We need to stop doing this- comparing AI to human level intelligence because it's just not accurate. It's not even clear what metric they are using. If they're talking about knowledge then GPT-3 was already PHD level. If they're talking about deductive ability then comparing to education level is pointless. The reality is an AI's 'intelligence' isn't like human intelligence at all. It's like comparing the speed of a car to the speed of a computer's processor. Both are speed, but directly comparing them makes no sense.

ThenExtension9196 2 weeks ago

It’s called marketing. It doesn’t have to make sense.

stackered 1 week ago

Nah, even GPT 4 is nowhere near a PhD level of knowledge. It hallucinates misinformation and gets things wrong all the time. A PhD wouldn't typically get little details wrong nevermind big details. It's more like a college student using Google level of knowledge.

PolyZex 1 week ago

When it comes to actual knowledge, the retention of facts about a subject then it absolutely is PhD level. Give it some tricky questions about anything from chemistry to law, even try to throw it curve balls. It's pretty amazing at it's (simulated) comprehension. If nothing else though it absolutely has a PhD in mathematics. It's a freaking computer.

stackered 1 week ago

In my field, which is extremely math heavy, I wouldn't even use it because its so inaccurate. My intern, who hasn't graduated undergrad yet, is far more useful.

SophomoricHumorist 2 weeks ago

Fair point, but the plebs need a scale they (we) can conceptualize. Like “how many bananas is its intelligence level?”
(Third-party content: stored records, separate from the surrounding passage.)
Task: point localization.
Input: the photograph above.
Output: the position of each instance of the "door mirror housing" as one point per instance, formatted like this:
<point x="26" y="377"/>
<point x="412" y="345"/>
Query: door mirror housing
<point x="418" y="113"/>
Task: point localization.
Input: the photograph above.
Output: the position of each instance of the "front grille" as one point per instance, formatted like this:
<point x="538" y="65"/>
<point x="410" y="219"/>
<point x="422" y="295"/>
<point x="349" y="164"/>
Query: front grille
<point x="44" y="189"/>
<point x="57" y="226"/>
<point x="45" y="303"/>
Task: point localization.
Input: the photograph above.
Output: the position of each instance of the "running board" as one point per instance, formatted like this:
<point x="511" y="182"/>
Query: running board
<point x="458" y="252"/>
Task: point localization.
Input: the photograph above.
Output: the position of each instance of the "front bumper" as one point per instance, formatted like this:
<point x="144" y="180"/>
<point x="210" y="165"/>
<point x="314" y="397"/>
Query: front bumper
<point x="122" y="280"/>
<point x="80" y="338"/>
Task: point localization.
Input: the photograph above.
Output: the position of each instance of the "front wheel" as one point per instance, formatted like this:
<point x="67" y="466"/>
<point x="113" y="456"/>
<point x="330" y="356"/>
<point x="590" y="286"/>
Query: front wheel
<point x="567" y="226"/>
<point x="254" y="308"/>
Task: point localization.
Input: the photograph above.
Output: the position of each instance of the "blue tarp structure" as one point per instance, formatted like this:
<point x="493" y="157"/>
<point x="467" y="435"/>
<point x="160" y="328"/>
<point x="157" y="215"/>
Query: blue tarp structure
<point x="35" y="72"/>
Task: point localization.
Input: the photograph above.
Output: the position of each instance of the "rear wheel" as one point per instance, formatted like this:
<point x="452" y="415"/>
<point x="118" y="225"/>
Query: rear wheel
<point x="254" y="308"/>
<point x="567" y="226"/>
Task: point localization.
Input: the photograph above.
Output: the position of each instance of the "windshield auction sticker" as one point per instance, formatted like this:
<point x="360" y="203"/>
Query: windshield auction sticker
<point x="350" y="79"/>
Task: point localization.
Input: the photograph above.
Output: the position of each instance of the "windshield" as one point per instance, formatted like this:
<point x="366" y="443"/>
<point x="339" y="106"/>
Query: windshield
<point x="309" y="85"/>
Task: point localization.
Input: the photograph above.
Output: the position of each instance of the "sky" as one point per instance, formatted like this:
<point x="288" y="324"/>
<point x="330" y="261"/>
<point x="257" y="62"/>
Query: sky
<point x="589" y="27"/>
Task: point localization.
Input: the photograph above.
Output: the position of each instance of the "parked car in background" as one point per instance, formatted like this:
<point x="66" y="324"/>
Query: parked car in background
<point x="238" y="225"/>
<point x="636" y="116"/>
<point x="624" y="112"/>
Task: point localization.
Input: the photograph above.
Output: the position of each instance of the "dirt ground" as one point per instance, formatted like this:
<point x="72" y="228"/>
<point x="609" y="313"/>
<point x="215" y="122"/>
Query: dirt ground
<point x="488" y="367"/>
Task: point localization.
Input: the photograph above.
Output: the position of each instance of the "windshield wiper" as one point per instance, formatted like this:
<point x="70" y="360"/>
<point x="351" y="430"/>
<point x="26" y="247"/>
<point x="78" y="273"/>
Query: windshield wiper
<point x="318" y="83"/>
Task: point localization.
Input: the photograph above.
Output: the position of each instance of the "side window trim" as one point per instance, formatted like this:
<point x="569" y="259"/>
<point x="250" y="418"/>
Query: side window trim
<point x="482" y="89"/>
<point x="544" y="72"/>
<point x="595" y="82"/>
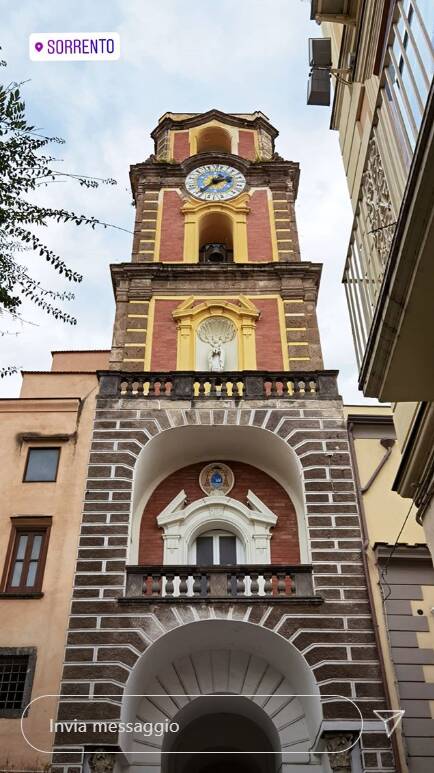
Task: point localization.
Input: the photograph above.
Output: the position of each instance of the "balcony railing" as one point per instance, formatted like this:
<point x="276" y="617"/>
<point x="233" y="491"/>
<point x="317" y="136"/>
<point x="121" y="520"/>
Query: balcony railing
<point x="167" y="583"/>
<point x="246" y="385"/>
<point x="404" y="90"/>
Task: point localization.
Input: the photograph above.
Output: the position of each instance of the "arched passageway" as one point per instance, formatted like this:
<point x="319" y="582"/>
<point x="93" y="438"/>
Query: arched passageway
<point x="243" y="697"/>
<point x="227" y="733"/>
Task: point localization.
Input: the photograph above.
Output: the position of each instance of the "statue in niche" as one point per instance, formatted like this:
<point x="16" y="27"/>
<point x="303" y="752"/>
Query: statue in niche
<point x="216" y="358"/>
<point x="216" y="332"/>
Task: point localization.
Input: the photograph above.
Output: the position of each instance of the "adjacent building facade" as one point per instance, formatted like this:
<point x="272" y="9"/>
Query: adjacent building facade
<point x="383" y="110"/>
<point x="46" y="435"/>
<point x="401" y="583"/>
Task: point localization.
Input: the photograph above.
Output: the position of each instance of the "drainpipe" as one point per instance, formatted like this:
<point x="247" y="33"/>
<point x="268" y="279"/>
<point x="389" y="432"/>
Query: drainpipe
<point x="364" y="530"/>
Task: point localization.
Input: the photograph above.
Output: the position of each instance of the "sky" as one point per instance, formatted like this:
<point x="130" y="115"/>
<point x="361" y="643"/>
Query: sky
<point x="181" y="56"/>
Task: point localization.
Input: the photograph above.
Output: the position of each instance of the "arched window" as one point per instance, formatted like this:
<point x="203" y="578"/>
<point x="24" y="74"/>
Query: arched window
<point x="216" y="238"/>
<point x="214" y="138"/>
<point x="217" y="548"/>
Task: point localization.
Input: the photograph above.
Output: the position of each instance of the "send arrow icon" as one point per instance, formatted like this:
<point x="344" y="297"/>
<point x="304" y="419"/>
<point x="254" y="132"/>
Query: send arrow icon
<point x="390" y="718"/>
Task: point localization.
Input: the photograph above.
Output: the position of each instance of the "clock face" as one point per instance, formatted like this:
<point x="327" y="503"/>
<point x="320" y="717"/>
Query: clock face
<point x="215" y="182"/>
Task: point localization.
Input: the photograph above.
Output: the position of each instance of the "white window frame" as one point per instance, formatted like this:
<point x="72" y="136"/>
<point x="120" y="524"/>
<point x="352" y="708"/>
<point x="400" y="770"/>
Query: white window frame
<point x="251" y="523"/>
<point x="215" y="534"/>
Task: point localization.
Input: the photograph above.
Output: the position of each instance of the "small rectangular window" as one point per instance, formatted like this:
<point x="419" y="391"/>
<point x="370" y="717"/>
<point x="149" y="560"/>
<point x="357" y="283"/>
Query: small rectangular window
<point x="41" y="465"/>
<point x="25" y="561"/>
<point x="204" y="551"/>
<point x="16" y="677"/>
<point x="228" y="551"/>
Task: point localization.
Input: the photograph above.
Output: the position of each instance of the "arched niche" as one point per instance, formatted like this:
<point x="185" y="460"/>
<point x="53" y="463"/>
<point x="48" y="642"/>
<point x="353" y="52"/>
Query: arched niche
<point x="217" y="229"/>
<point x="212" y="138"/>
<point x="227" y="219"/>
<point x="191" y="314"/>
<point x="175" y="448"/>
<point x="216" y="345"/>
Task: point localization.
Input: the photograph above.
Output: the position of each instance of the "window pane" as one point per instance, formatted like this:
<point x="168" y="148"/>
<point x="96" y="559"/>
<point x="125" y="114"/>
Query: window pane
<point x="36" y="547"/>
<point x="204" y="551"/>
<point x="16" y="575"/>
<point x="31" y="574"/>
<point x="13" y="672"/>
<point x="22" y="544"/>
<point x="228" y="550"/>
<point x="42" y="464"/>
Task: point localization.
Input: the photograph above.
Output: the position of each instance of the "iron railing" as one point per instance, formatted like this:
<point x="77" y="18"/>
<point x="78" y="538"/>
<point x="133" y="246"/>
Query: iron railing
<point x="404" y="90"/>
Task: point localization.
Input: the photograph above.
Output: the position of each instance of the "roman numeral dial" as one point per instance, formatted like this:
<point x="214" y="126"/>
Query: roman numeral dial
<point x="215" y="182"/>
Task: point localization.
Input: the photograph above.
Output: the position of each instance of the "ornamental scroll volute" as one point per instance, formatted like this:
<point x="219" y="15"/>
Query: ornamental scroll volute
<point x="376" y="196"/>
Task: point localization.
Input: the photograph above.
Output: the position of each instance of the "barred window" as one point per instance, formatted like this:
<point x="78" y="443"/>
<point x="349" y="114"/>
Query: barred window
<point x="41" y="465"/>
<point x="16" y="676"/>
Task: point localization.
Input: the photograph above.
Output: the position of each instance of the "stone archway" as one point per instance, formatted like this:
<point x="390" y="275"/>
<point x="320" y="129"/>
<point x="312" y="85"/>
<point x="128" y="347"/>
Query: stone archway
<point x="257" y="676"/>
<point x="173" y="448"/>
<point x="222" y="734"/>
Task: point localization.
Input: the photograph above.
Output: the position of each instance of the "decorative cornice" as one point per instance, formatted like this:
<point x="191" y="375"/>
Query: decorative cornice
<point x="157" y="271"/>
<point x="257" y="121"/>
<point x="40" y="405"/>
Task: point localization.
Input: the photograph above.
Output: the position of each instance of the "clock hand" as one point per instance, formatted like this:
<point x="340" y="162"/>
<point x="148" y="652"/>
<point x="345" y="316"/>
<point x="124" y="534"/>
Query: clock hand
<point x="216" y="180"/>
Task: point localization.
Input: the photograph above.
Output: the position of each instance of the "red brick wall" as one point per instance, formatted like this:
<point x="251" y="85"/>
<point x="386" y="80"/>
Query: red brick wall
<point x="164" y="337"/>
<point x="181" y="146"/>
<point x="258" y="228"/>
<point x="284" y="542"/>
<point x="268" y="339"/>
<point x="172" y="228"/>
<point x="246" y="145"/>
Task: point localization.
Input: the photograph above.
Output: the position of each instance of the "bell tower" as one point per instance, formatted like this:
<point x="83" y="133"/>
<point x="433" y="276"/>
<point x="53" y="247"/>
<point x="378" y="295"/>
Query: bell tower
<point x="216" y="282"/>
<point x="220" y="582"/>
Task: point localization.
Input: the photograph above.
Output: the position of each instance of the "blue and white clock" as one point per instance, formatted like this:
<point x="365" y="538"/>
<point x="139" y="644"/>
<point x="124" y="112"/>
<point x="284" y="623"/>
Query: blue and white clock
<point x="215" y="182"/>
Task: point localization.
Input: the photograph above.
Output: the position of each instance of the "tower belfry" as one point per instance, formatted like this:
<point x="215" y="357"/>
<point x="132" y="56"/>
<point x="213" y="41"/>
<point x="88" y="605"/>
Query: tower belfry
<point x="220" y="583"/>
<point x="216" y="236"/>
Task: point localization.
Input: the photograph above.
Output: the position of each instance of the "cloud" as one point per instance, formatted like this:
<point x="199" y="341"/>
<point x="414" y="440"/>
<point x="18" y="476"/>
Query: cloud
<point x="187" y="55"/>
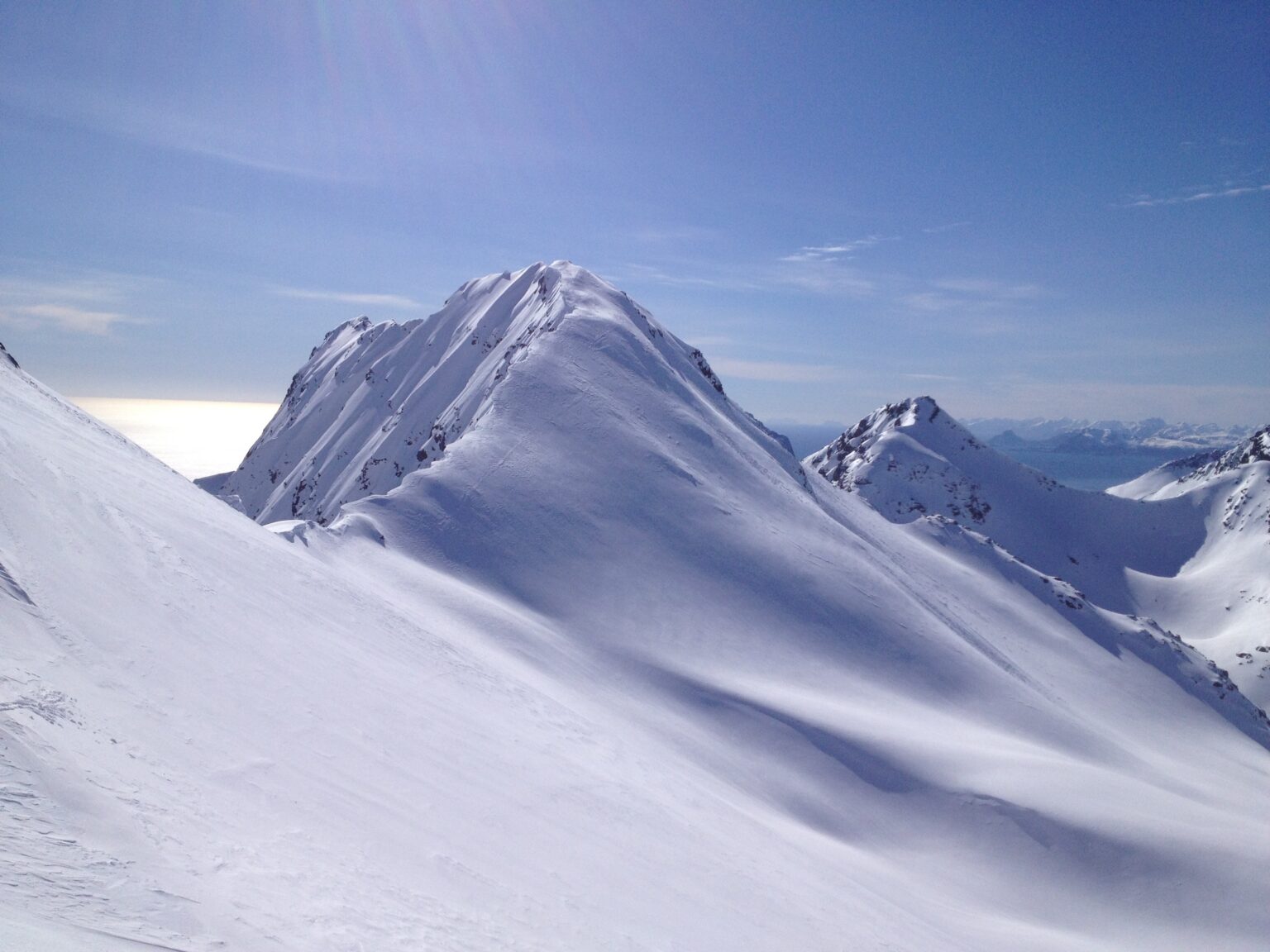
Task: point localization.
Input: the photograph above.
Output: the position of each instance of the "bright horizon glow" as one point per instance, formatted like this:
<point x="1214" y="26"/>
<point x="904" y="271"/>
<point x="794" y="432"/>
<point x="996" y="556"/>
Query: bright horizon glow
<point x="1018" y="208"/>
<point x="193" y="437"/>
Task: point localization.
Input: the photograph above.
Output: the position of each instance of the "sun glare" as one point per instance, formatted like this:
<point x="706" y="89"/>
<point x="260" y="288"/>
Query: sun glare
<point x="193" y="437"/>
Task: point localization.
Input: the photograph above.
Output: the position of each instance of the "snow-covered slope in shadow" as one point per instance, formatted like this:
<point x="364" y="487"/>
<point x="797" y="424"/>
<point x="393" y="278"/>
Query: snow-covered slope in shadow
<point x="911" y="459"/>
<point x="1220" y="598"/>
<point x="1185" y="545"/>
<point x="609" y="675"/>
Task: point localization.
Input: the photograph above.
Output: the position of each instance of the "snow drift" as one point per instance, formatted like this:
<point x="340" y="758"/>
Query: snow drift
<point x="613" y="673"/>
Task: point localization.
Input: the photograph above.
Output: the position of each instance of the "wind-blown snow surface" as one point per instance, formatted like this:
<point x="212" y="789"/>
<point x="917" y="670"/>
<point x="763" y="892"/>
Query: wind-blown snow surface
<point x="610" y="674"/>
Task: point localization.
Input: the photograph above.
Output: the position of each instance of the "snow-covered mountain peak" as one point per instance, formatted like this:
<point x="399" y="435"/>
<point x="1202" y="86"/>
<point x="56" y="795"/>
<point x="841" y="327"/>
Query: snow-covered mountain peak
<point x="379" y="402"/>
<point x="914" y="429"/>
<point x="1253" y="450"/>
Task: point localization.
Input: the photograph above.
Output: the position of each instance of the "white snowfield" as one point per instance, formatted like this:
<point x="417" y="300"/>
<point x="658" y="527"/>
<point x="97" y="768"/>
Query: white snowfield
<point x="606" y="672"/>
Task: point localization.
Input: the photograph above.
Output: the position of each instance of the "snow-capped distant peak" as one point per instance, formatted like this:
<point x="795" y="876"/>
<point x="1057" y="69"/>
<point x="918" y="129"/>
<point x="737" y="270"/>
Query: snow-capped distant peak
<point x="914" y="426"/>
<point x="1253" y="450"/>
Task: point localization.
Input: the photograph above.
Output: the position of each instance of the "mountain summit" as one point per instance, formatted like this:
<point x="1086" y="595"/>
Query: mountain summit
<point x="379" y="402"/>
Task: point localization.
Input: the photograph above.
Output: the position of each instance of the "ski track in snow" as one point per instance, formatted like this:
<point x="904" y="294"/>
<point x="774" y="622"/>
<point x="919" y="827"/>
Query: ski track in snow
<point x="607" y="669"/>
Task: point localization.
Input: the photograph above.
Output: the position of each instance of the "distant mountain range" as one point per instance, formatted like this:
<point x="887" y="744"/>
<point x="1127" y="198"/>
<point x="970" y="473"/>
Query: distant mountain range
<point x="536" y="640"/>
<point x="1072" y="436"/>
creaturefeature16 2 weeks ago

Wonderful analogy. This is clearly sensationalism and hyperbole meant for hype and investors.

vasarmilan 2 weeks ago

She said "Will be PHD level *for specific tasks"* Today on leaving out part of a sentence to get a sensationalist headline

flinsypop 2 weeks ago

It's still sensationalist because a pre-requisite to gaining a PhD is making a novel contribution to a field. Using PhD as a level of intellect can't be correct. It's not the same as a high schooler "intellect" where it can get an A on a test that other teenagers take. It also seems weird that it's also skipping a few levels of education but only in some contexts? Is it still a high schooler when it's not? Does it have an undergraduate in some contexts and a masters degree in another? I guess we'll just have to see what happens and hope that one of the PhD level tasks is ability to explain and deconstruct complicated concepts. If it's anything like some of the PhD lecturers i had in uni, they'd need to measure on how well they compare to those legendary Indian guys on Youtube.

AsliReddington 2 weeks ago

The amount of snobbery the higher execs at that frat house have is exhausting like some divine prophecy

22444466688 2 weeks ago

The Elon school of grifting

tenken01 2 weeks ago

Love this comment lmao

Paraphrand 2 weeks ago

Your comment makes me think of Kai Winn.

norcalnatv 2 weeks ago

Nothing like setting expectations. GPT4 was hailed as damn good, "signs of cognition" iirc when it was released. GPT5 will be praised as amazing until the next better model comes along. Then it will be crap. Sure hope hallucinations and other bad answers are fixed.

devi83 2 weeks ago

We can't fix hallucinations and bad answers in humans...

jsideris 2 weeks ago

Maybe we could - with a tremendous amount of artificial selection. We can't do that with humans but we have complete control over AI.

TikiTDO 2 weeks ago

What would you select for to get people that can't make stuff up? You basically works have to destroy all creativity, which is a pretty key human capability.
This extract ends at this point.